Musiatowicz then made a "jump" in his life, forcefully entering the apartment of a businessman in Zabrze. He beat and tortured the man until the victim told him where he had hidden 90,000 złoty (ca. 18,000 £ or 23,500 US$). However, for an unknown reason, the businessman did not report the attack and Musiatowicz got away with it. The criminal was later detained by police and sentenced to 3 years imprisonment for robbing the grocery shop, after leaving prison only eight months earlier.
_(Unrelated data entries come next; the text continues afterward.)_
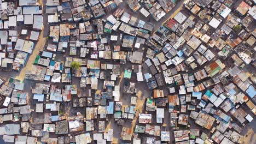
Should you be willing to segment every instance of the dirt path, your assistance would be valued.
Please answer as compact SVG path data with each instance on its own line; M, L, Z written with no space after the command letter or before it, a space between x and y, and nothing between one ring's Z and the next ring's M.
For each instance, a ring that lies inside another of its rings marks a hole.
M184 0L179 1L173 9L173 10L175 9L174 11L173 11L173 10L171 10L169 13L166 14L166 15L165 16L164 16L162 19L161 19L159 21L156 22L156 23L155 25L154 30L152 32L152 35L154 35L154 34L158 31L158 28L159 28L160 27L162 26L170 19L173 18L177 15L177 14L178 14L178 13L179 13L179 11L181 10L182 7L183 7L184 1Z
M40 5L43 5L43 1L40 0L39 1L39 3ZM28 59L27 60L27 63L26 65L25 65L24 68L20 71L20 74L18 75L15 79L20 80L21 81L24 80L26 72L27 70L30 70L31 69L31 67L34 63L34 60L40 52L40 51L42 51L43 49L44 48L44 45L46 41L46 37L44 37L44 27L43 26L43 28L40 32L40 35L39 36L38 41L37 41L36 46L34 47L34 50L33 50L32 55L30 56Z

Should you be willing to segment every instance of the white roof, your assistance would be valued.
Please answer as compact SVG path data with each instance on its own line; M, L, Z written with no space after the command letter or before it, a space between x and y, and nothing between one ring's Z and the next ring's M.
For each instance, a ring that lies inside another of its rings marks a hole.
M174 16L174 19L176 20L179 24L181 24L187 19L185 16L182 12L179 11Z
M147 17L150 14L144 8L139 10L139 12L142 13L146 17Z
M249 122L252 122L253 120L253 118L249 114L248 114L248 115L246 117L246 118Z
M25 15L24 16L24 24L32 25L33 24L33 15Z
M17 26L17 17L16 16L9 17L9 27Z
M8 105L10 103L10 98L6 97L4 103L3 104L3 105L5 106L8 106Z
M209 22L209 25L211 26L214 28L217 28L219 26L220 21L218 21L215 17L212 18L212 20Z

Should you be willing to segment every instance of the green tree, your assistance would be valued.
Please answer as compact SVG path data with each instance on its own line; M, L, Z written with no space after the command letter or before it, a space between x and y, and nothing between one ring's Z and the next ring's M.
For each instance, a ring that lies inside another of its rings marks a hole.
M238 32L242 29L242 26L241 25L236 25L234 26L233 28L235 32Z
M78 69L81 64L78 62L72 62L71 63L71 68L73 69Z

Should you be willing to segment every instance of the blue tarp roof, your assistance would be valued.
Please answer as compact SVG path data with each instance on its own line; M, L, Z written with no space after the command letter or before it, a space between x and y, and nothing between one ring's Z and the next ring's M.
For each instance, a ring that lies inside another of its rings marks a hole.
M51 58L53 57L53 53L47 51L43 51L42 56L46 57Z
M110 101L109 105L107 106L107 114L114 113L114 101Z
M255 91L255 88L252 85L251 85L247 89L247 90L246 90L246 93L252 98L254 97L255 95L256 94L256 91Z
M33 99L37 99L38 101L44 101L44 97L43 94L34 94Z

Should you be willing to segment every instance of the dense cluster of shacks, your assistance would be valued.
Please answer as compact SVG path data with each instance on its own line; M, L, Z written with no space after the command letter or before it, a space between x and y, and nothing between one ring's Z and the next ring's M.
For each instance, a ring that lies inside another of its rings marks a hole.
M4 1L0 2L0 68L20 70L42 29L42 10L36 1Z
M43 19L49 31L25 81L0 79L5 142L242 143L256 115L255 1L181 1L181 1L5 1L2 70L25 65Z

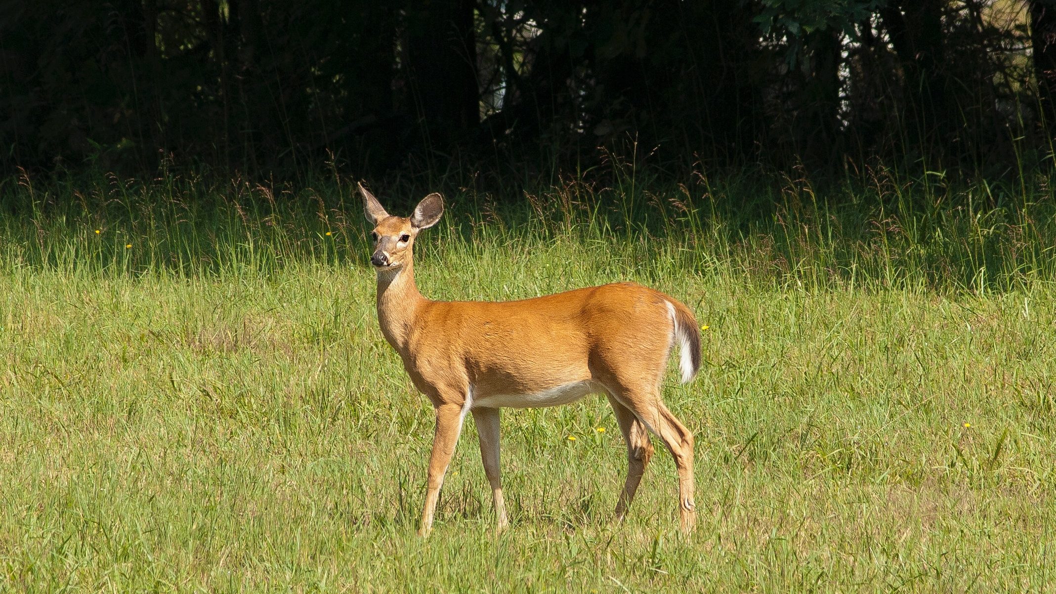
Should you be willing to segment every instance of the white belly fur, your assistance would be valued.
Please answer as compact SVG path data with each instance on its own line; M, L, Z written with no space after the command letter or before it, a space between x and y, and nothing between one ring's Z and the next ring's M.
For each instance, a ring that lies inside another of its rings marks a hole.
M601 384L591 380L573 382L535 392L532 394L493 394L488 396L477 396L473 401L473 408L542 408L546 406L558 406L573 403L587 394L604 393L605 389Z

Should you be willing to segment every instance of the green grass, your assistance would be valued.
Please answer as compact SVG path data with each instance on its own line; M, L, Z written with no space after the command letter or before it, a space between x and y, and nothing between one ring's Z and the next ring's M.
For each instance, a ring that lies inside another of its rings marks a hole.
M1049 588L1045 180L624 173L520 209L449 189L417 277L441 299L635 279L690 304L704 366L665 400L697 437L693 535L662 450L612 523L625 450L588 397L504 411L497 537L467 423L415 536L432 411L378 330L346 181L23 179L0 185L0 590ZM377 189L400 212L425 193Z

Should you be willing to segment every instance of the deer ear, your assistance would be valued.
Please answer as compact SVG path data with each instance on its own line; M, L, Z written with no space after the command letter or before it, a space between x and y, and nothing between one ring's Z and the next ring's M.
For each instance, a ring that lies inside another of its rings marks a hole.
M366 215L367 221L376 225L378 221L389 217L389 212L385 212L378 199L374 198L374 194L363 187L362 182L359 184L359 193L363 197L363 212Z
M418 229L426 229L436 224L436 221L440 220L440 215L444 214L444 199L440 194L433 192L426 198L421 199L421 202L414 207L414 214L411 215L411 224Z

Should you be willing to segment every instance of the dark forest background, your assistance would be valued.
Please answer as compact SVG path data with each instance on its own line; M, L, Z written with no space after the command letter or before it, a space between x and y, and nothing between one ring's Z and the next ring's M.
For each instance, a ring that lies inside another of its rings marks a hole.
M1046 166L1043 0L0 2L0 166Z

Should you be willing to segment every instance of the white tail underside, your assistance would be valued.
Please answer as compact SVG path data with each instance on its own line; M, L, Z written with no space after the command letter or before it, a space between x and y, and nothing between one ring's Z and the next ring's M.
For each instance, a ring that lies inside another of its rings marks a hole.
M676 338L678 339L678 369L682 372L682 384L686 384L693 379L693 354L690 352L690 336L686 334L686 329L678 324L678 318L675 317L675 305L671 301L665 302L667 303L667 313L671 314L672 344Z

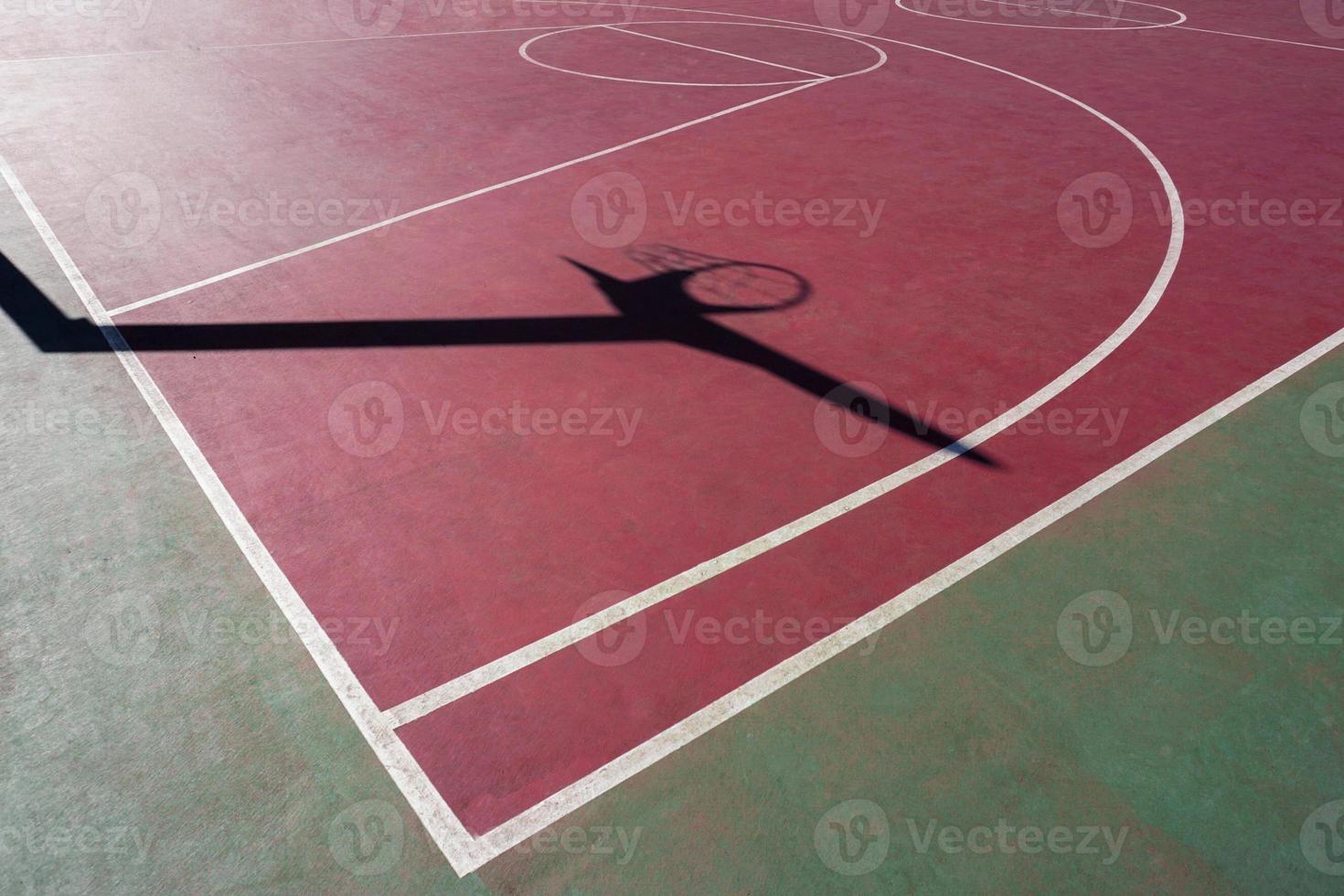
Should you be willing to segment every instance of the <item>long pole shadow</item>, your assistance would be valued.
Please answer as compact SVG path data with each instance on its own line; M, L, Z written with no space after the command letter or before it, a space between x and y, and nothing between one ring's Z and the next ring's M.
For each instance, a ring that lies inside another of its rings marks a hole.
M719 305L692 297L687 283L706 267L663 270L650 277L622 281L581 262L564 261L591 277L618 313L456 320L126 324L116 326L116 332L137 352L676 343L761 369L866 423L886 426L937 449L952 449L976 463L997 466L976 449L962 446L954 437L915 420L880 398L711 320L711 314L731 317L774 310L778 305ZM724 262L718 267L734 265L737 263ZM792 273L789 275L801 283L805 296L809 289L806 281ZM87 320L66 317L3 255L0 309L43 352L112 351L112 328L105 330Z

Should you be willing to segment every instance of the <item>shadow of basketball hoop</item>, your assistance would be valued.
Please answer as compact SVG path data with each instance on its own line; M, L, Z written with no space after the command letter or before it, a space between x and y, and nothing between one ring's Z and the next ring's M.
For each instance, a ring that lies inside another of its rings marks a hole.
M564 261L593 278L616 314L477 317L266 324L125 324L97 326L66 317L0 255L0 308L43 352L241 352L454 345L577 345L675 343L754 367L835 406L863 424L887 427L970 461L996 466L974 449L796 357L726 326L720 318L782 312L805 302L810 283L774 265L739 262L673 246L637 246L626 255L650 271L620 279Z

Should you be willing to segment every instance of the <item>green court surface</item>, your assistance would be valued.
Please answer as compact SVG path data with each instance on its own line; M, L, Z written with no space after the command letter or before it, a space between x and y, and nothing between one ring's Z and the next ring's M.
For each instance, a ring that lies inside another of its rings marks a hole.
M1340 892L1341 380L1336 352L458 880L117 360L0 328L0 891Z

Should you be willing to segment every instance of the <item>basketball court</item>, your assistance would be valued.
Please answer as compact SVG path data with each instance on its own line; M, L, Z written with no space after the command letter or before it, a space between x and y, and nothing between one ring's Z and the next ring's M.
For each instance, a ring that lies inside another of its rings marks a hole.
M0 21L16 344L120 363L458 876L1344 341L1328 4Z

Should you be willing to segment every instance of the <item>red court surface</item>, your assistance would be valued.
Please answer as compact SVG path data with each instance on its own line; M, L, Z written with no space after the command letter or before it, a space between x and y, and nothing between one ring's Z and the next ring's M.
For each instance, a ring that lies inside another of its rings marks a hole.
M11 185L281 606L398 626L305 641L458 870L1344 326L1344 56L1300 19L675 5L179 12L4 63ZM632 244L792 271L710 317L961 445L613 324Z

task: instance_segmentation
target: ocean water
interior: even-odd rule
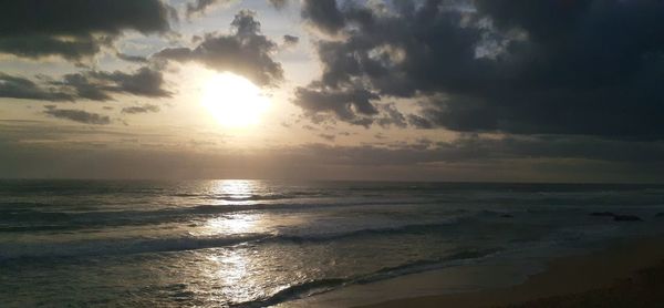
[[[662,212],[655,185],[0,181],[0,306],[288,306],[658,234]]]

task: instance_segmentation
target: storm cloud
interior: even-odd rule
[[[230,71],[259,85],[274,85],[283,79],[281,64],[271,53],[277,44],[261,34],[260,22],[252,11],[242,10],[231,22],[230,34],[208,33],[195,48],[168,48],[157,59],[200,62],[217,71]]]
[[[145,104],[142,106],[131,106],[131,107],[122,109],[122,113],[128,113],[128,114],[148,113],[148,112],[159,112],[159,106]]]
[[[418,127],[460,132],[664,136],[661,1],[397,1],[385,13],[305,1],[323,73],[295,91],[311,114],[369,114],[310,100],[362,91],[417,101]],[[371,106],[373,105],[373,107]],[[339,111],[343,112],[339,112]]]
[[[25,0],[0,4],[0,53],[79,61],[125,31],[165,33],[175,10],[159,0]]]
[[[122,71],[85,71],[65,74],[62,79],[30,80],[0,74],[0,97],[38,101],[111,101],[115,94],[144,97],[169,97],[160,72],[141,68],[132,73]]]
[[[73,122],[79,122],[83,124],[92,124],[92,125],[107,125],[111,124],[111,119],[107,115],[101,115],[97,113],[91,113],[83,110],[75,109],[58,109],[53,105],[45,106],[44,113],[58,117]]]
[[[37,84],[21,76],[0,73],[0,97],[40,100],[40,101],[72,101],[73,97],[55,89]]]

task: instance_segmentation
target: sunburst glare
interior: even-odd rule
[[[200,103],[221,125],[246,127],[260,122],[270,99],[246,78],[221,73],[207,81]]]

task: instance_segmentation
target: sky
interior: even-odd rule
[[[664,181],[662,1],[0,7],[0,177]]]

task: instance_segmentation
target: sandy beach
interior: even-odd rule
[[[661,307],[664,302],[662,240],[661,236],[623,240],[588,255],[554,259],[544,271],[512,287],[357,307]],[[435,284],[435,277],[427,279]]]

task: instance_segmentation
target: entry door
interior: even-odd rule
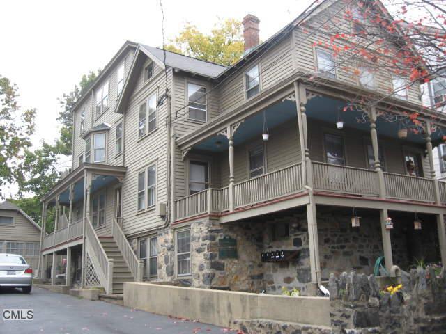
[[[409,176],[423,177],[423,168],[421,164],[421,154],[411,151],[404,152],[404,168],[406,174]]]
[[[116,188],[114,191],[114,216],[116,218],[122,217],[123,196],[122,188]]]

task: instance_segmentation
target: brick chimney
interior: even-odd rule
[[[243,18],[243,39],[245,40],[245,52],[259,45],[259,24],[260,19],[255,15],[248,14]]]

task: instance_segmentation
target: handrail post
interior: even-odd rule
[[[138,260],[138,269],[137,273],[137,282],[142,282],[144,271],[144,261]]]
[[[109,259],[107,271],[107,288],[106,289],[107,294],[113,293],[113,267],[114,265],[113,259]]]

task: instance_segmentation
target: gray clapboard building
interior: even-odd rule
[[[14,203],[0,203],[0,253],[22,255],[36,271],[40,254],[40,227]]]
[[[345,6],[321,1],[261,44],[247,15],[230,67],[121,47],[74,106],[72,168],[43,200],[56,218],[42,254],[67,259],[67,284],[309,294],[330,272],[371,273],[380,257],[389,273],[445,263],[431,129],[446,120],[422,109],[417,83],[383,68],[365,84],[317,42],[328,32],[309,35]],[[346,101],[371,92],[364,122],[348,109],[337,127]],[[425,131],[399,136],[385,120],[413,113]]]

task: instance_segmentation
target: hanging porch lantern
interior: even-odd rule
[[[359,228],[360,219],[361,219],[361,217],[359,217],[356,215],[356,209],[353,207],[353,214],[352,215],[352,217],[351,217],[351,227]]]
[[[393,222],[390,217],[385,218],[385,228],[386,230],[392,230],[393,228]]]
[[[415,219],[413,221],[413,229],[414,230],[421,230],[421,223],[422,221],[420,219],[418,219],[418,214],[415,212]]]
[[[267,141],[270,138],[270,132],[268,129],[268,125],[266,124],[266,116],[265,116],[265,111],[263,111],[263,133],[262,134],[262,140]]]
[[[407,129],[400,129],[398,130],[398,138],[400,139],[407,138]]]

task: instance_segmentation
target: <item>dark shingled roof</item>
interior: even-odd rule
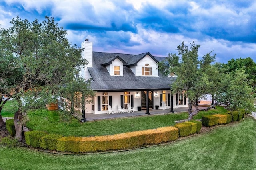
[[[92,78],[91,88],[98,91],[140,91],[143,90],[168,90],[174,81],[173,78],[167,77],[159,74],[159,77],[136,76],[128,66],[136,65],[145,55],[149,54],[157,62],[164,59],[154,57],[149,53],[138,55],[102,52],[93,52],[93,67],[88,68]],[[110,76],[105,66],[117,56],[124,62],[124,76]],[[119,57],[118,57],[119,58]]]

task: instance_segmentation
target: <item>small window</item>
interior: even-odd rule
[[[142,67],[142,76],[152,76],[152,67],[150,67],[148,64],[145,64],[145,66]]]
[[[120,66],[114,66],[114,75],[115,76],[120,75]]]
[[[124,108],[127,108],[127,105],[130,104],[130,92],[124,92]]]

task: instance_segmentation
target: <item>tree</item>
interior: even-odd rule
[[[178,55],[169,55],[165,61],[160,62],[159,65],[160,71],[165,74],[174,73],[177,76],[174,82],[172,84],[172,93],[184,92],[189,100],[188,113],[189,120],[201,110],[208,110],[214,107],[216,104],[206,109],[199,109],[196,105],[199,97],[203,98],[205,95],[212,92],[218,82],[214,74],[218,70],[211,64],[214,61],[216,55],[211,55],[211,51],[204,55],[201,60],[198,59],[198,49],[200,45],[193,42],[190,43],[190,48],[183,42],[177,47]],[[166,63],[166,61],[167,62]],[[164,66],[165,65],[166,66]],[[192,110],[192,106],[196,108]]]
[[[235,60],[232,59],[228,61],[227,64],[223,64],[224,72],[236,72],[237,70],[244,68],[244,73],[248,75],[247,81],[252,80],[252,85],[256,87],[256,63],[250,57],[240,58]]]
[[[10,22],[8,29],[0,28],[0,58],[5,59],[0,60],[0,92],[18,103],[14,122],[20,140],[28,109],[55,101],[60,87],[73,81],[88,62],[53,18],[46,16],[40,23],[17,16]]]

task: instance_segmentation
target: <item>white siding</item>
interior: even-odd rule
[[[152,76],[153,77],[158,76],[158,70],[156,68],[158,68],[156,63],[148,55],[146,56],[144,58],[139,61],[136,66],[136,76],[142,76],[142,67],[145,66],[145,64],[148,64],[150,67],[152,67]]]

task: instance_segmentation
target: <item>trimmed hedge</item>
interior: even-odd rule
[[[27,144],[35,148],[40,147],[39,140],[47,135],[42,131],[33,131],[25,133],[25,140]]]
[[[178,129],[173,127],[112,135],[65,137],[58,140],[57,150],[78,153],[126,149],[166,142],[178,138]]]
[[[6,120],[5,121],[5,125],[6,129],[8,131],[10,135],[13,137],[15,136],[15,127],[14,126],[14,122],[13,119]]]
[[[41,148],[50,150],[56,150],[58,139],[63,137],[61,135],[49,134],[41,138],[39,140],[39,146]]]
[[[179,136],[180,137],[188,136],[192,130],[192,124],[186,122],[177,123],[174,127],[179,129]]]
[[[229,111],[227,112],[227,113],[232,115],[232,121],[237,121],[239,115],[239,113],[238,111]]]
[[[197,133],[200,131],[201,128],[202,128],[202,122],[194,120],[189,120],[188,122],[196,123],[196,133]]]
[[[212,126],[218,124],[219,117],[212,115],[203,115],[202,116],[202,124],[204,126]]]

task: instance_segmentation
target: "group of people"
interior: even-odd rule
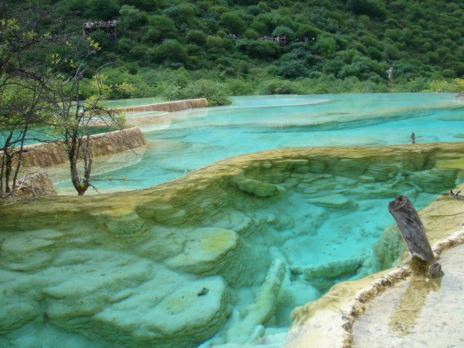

His parents abandoned him, considering him a bandit, thief and psychopath. He had nowhere to go, and joined a group of homeless scrap collectors who camped in a forest at Jaskółcza Street in Zabrze. The men living there drank anything that contained alcohol. One day, one of them - Daniel, got drunk and went towards the campfire, losing his toes as a result. Eryk O. and Mirosław N., who were also homeless, did not help Daniel out. Musiatowicz told Daniel "they must be cleaned up". In February 2014, Musiatowicz killed Mirosław N. with an axe, and with Daniel's help, buried the body. Eryk O. initially avoided his demise because he was arrested, only to be released two months later. Immediately after, he was killed by Musiatowicz, and again, with Daniel's help, the body was buried near the previous one. Two days later, the police started searching the area, because they had received information about bodies being buried in the area. Musiatowicz was arrested, and psychiatric tests showed he was sane. He had no remorse for his actions. In 2015, he was sentenced to life imprisonment for the two murders. He will be able to apply for early release after forty years, in 2055. Daniel, for complicity in the killings, was sentenced to 15 years imprisonment. Musiatowicz is still considered dangerous, even while in prison: "I do not know if I kill anyone in ten or fifteen years. I don't know what will happen in so many years."

Musiatowicz specialized in armed robberies using a dangerous tool. He spent the majority of his adult life in penitentiary institutions, telling about his crimes in an episode of the documentary series "Life-Given", conducted by journalist Mikołaj Lizut.